I was reading Morning Prayer this morning (Wednesday morning, as I write this), and it turns out that it’s the feast day of Dunstan, Archbishop of Canterbury. I didn’t know anything about this 10th-century bishop. I’ll be honest, after reading his bio I haven’t picked up much. He was one of a number of monastic reformers who helped the Church recover from the shock of the Viking invasions, and brought back some of the splendor of its former days. What really struck me, though, is that he ended up with a really remarkably beautiful prayer in the book of saints Lesser Feasts & Fasts (2018), which is not always known for the beauty of its prayers.

I think it says everything about what we mean when we say we want to “get Sundays right”:

Direct your Church, O Lord, into the beauty of holiness, that, following the good example of your servant Dunstan, we may honor your Son Jesus Christ with our lips and in our lives; to the glory of his Name, who lives and reigns with you and the Holy Spirit, one God, now and for ever. Amen.

“Direct your Church, O Lord, into the beauty of holiness, that we may honor your Son Jesus Christ with our lips and in our lives; to the glory of his Name.”

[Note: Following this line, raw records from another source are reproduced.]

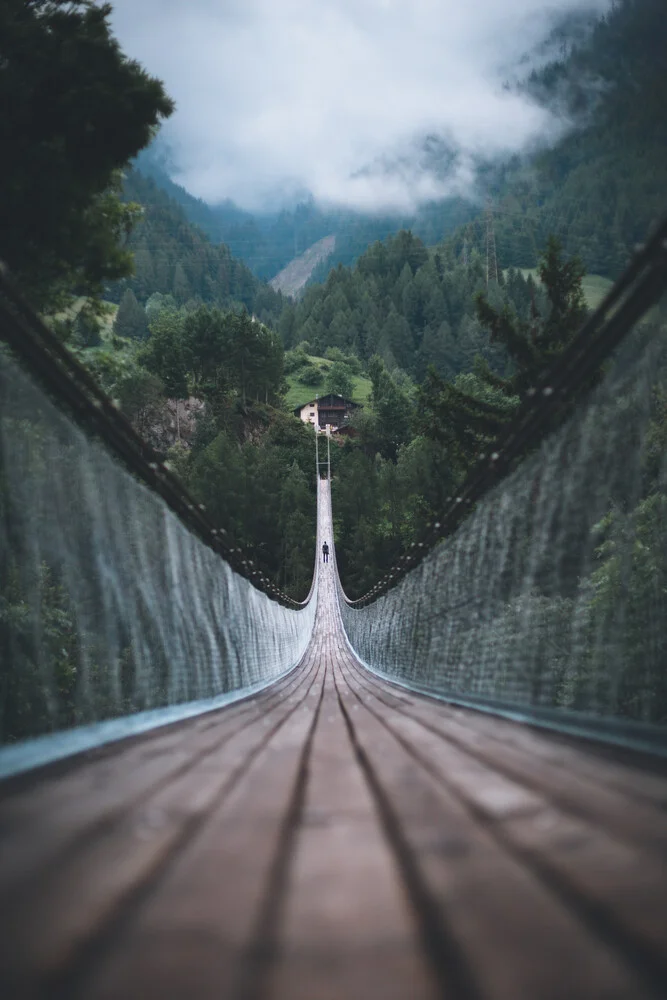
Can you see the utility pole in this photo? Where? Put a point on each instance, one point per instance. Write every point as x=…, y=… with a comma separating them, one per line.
x=491, y=258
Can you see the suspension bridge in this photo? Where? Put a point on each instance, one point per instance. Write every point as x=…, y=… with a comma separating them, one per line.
x=453, y=787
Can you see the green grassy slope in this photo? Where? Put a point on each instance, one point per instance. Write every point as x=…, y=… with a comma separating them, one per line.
x=300, y=393
x=594, y=285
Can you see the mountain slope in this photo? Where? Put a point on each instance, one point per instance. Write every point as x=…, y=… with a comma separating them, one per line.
x=295, y=276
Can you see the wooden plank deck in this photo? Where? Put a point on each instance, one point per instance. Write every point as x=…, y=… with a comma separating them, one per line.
x=335, y=837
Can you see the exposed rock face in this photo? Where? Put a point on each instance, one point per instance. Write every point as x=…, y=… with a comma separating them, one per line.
x=293, y=278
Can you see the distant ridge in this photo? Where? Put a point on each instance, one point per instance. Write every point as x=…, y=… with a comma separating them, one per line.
x=293, y=278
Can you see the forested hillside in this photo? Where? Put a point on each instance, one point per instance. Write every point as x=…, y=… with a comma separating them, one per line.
x=413, y=306
x=598, y=188
x=602, y=186
x=267, y=243
x=174, y=257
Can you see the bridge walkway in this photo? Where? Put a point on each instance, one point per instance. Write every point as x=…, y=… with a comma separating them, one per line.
x=335, y=836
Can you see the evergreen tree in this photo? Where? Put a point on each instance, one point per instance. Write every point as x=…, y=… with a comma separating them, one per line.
x=469, y=412
x=131, y=318
x=75, y=109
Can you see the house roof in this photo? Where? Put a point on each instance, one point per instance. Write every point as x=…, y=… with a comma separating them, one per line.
x=331, y=401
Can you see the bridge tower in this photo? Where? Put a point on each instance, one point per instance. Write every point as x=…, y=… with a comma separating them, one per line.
x=491, y=256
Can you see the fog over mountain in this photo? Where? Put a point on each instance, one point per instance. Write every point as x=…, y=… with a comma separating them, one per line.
x=372, y=104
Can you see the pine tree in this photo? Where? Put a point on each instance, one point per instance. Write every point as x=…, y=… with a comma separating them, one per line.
x=131, y=318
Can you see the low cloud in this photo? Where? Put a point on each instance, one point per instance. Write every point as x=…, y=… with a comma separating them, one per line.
x=340, y=98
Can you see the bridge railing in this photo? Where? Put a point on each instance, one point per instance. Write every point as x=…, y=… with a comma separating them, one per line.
x=113, y=599
x=549, y=596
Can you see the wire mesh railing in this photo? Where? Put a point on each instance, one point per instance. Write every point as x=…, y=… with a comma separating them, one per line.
x=110, y=601
x=549, y=596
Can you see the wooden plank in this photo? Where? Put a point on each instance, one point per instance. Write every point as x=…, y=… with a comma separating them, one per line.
x=202, y=931
x=503, y=930
x=50, y=810
x=613, y=770
x=552, y=770
x=46, y=923
x=348, y=928
x=620, y=888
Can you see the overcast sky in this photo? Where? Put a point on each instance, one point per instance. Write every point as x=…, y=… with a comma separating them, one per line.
x=282, y=96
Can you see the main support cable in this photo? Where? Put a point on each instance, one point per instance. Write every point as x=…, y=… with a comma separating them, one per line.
x=637, y=290
x=73, y=387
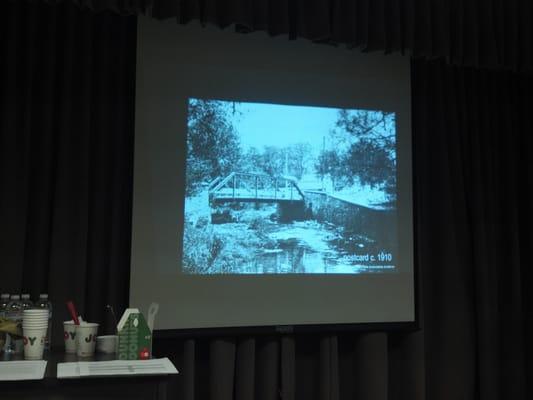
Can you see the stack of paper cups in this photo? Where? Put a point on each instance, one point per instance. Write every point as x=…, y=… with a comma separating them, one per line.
x=34, y=329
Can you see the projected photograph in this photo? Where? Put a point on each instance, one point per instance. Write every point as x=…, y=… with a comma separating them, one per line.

What a remarkable prayer. That’s exactly what it means to “get Sundays right.” We want to come here and be directed into the beauty of holiness—and then we want to go out and continue to honor Christ with our lips and in our lives, with the things that we say to one another and to the world and the things that we do for one another and for the world.

What an outstanding statement about Sunday-morning worship. This almost deserves to be taken away from Dunstan (sorry, Dunstan) and brought into the Sunday-morning liturgy. You might say it before worship on Sunday: “Direct your Church, O Lord, into the beauty of holiness, that we may honor your Son Jesus Christ with our lips and in our lives; to the glory of his Name.”

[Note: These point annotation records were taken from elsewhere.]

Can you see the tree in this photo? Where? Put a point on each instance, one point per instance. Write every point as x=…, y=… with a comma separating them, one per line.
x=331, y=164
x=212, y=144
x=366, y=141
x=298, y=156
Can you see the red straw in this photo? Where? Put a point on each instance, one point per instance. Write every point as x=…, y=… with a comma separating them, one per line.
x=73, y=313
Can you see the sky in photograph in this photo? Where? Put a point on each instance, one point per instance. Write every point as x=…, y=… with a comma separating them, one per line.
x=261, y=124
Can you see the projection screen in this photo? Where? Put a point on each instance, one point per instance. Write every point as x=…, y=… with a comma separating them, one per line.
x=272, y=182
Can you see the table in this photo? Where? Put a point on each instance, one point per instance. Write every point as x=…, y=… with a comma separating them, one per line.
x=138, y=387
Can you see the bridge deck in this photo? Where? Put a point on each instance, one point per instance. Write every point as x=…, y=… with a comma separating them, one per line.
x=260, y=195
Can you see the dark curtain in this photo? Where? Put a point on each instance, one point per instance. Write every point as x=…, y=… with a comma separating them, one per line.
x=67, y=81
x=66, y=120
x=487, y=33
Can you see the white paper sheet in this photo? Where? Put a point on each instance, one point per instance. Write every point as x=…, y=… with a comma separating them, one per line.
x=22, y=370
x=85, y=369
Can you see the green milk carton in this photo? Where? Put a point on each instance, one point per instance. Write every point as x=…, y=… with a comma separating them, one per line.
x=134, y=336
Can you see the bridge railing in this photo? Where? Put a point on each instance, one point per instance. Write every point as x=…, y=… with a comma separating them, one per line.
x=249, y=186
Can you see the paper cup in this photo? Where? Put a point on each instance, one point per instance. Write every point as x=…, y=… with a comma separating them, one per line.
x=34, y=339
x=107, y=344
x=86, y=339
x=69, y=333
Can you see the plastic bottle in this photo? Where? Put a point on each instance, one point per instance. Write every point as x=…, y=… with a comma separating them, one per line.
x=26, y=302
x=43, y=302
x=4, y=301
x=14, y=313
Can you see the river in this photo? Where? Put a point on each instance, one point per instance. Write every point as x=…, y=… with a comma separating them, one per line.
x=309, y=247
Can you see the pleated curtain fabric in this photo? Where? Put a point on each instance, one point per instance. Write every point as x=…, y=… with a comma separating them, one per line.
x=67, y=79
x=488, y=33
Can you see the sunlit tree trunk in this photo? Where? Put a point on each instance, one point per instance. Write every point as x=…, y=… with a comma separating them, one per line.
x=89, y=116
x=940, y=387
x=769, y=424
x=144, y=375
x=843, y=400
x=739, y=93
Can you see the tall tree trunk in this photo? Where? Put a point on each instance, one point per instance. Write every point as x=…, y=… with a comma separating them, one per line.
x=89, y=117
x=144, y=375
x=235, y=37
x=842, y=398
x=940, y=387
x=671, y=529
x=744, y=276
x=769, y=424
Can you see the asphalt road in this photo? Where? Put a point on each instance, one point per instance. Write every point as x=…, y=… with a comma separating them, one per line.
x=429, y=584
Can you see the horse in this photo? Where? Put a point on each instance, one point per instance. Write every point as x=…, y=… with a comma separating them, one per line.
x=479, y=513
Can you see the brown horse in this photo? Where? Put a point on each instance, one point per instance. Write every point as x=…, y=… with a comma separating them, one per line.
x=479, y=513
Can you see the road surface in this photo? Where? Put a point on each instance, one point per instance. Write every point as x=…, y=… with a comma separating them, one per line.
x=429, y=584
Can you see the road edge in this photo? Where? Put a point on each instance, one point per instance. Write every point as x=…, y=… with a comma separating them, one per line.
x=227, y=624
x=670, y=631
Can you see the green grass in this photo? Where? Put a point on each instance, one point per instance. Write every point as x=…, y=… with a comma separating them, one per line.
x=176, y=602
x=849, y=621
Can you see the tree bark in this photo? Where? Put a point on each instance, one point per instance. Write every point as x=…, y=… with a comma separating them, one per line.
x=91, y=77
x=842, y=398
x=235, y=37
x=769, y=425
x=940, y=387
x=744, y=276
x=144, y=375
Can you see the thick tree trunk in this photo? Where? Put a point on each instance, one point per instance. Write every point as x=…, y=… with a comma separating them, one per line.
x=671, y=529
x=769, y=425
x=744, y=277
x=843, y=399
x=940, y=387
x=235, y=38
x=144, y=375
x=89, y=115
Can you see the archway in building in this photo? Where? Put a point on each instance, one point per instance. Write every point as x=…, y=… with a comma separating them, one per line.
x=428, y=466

As I write this, we’re awaiting updated guidance from our bishops, which is supposed to be coming later this week. (Maybe I’ve already summarized it in News & Notes by the time you’re reading this!) We’re expecting them to loosen restrictions on in-person worship significantly, in accordance with the CDC and the Commonwealth’s recent decisions. This is a victory! We have, in fact, through all our efforts and the success of our public-health efforts, really reduced the risk of gathering together to “worship the Lord in the beauty of holiness,” as Psalm 96 goes. They’re still working out the details of questions like how to return to singing together, how long to keep masks for, and so on, and I would continue to urge everyone to be patient as we remember that not all adults, let alone teens or children, have even had the six weeks since vaccine eligibility necessary to be fully vaccinated. And so we won’t be jumping back in 100% right away, but this is really good news.

So direct your Church, O Lord, into the beauty of holiness, that we may honor your Son Jesus Christ with our lips and in our lives; to the glory of his Name. Amen.